Scope: this wires up the training pipeline + CLI. Full convergence needs a preprocessed dataset (mel + pitch dirs) and a GPU — out of scope for CI. A trained checkpoint exports to ONNX via the same contract as the mirrored voices.

🤖 Generated with Claude Code

Add phoonnx_train/mixertts/ — Mixer-TTS training ported from
nipponjo/mixer-tts-pytorch into phoonnx_train's Lightning framework:

- MixerTTSModel(LightningModule): wraps the model's training forward + _metrics
  (mel/duration/pitch/energy/CTC/binarization losses + unsupervised aligner) and
  an optional LSGAN PatchDiscriminator (manual optimization, generator + disc
  optimizers), matching the upstream GAN loop.
- vendored pure-torch model + losses + aligner + dataset under mixertts/models
  and mixertts/utils (rewritten to the package namespace).
- train CLI (phoonnx_train.mixertts.train) with quality tiers (1.74M/3.17M/20.6M).
- [train] extra gains einops + numba (aligner).

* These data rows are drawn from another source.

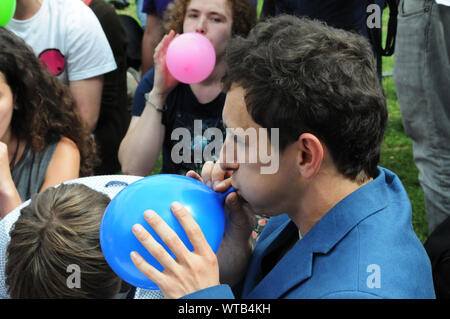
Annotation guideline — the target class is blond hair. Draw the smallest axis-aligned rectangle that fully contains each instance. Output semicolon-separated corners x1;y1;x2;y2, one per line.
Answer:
5;184;121;299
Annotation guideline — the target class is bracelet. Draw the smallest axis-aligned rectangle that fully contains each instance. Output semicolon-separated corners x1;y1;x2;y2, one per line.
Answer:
144;93;167;113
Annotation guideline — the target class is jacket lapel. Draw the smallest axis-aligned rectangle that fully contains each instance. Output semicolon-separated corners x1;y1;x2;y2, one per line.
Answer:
243;172;387;299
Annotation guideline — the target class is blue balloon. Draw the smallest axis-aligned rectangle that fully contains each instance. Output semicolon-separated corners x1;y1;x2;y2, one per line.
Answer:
100;174;235;290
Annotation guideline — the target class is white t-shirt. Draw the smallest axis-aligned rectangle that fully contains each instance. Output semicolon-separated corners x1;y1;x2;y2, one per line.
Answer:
7;0;117;85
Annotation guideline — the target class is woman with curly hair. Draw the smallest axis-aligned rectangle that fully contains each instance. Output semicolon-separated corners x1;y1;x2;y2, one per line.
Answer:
0;27;97;218
119;0;256;176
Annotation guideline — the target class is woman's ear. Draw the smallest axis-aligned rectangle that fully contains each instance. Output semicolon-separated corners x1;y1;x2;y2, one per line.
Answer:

4 smoke tests (builds, g+d optimizers, no-gan single optimizer, inference path);
full suite 215 passed. Convergence needs a preprocessed dataset + GPU.

Co-Authored-By: Claude Opus 4.8 <noreply@anthropic.com>
@coderabbitai

coderabbitai Bot commented Jun 5, 2026

Copy link
Copy Markdown
Contributor

Important

Review skipped

Draft detected.

Please check the settings in the CodeRabbit UI or the .coderabbit.yaml file in this repository. To trigger a single review, invoke the @coderabbitai review command.

⚙️ Run configuration

Configuration used: defaults

Review profile: CHILL

Plan: Pro

Run ID: 09925b58-0e13-47cb-bf9c-f5a5d4463479

You can disable this status message by setting the reviews.review_status to false in the CodeRabbit configuration file.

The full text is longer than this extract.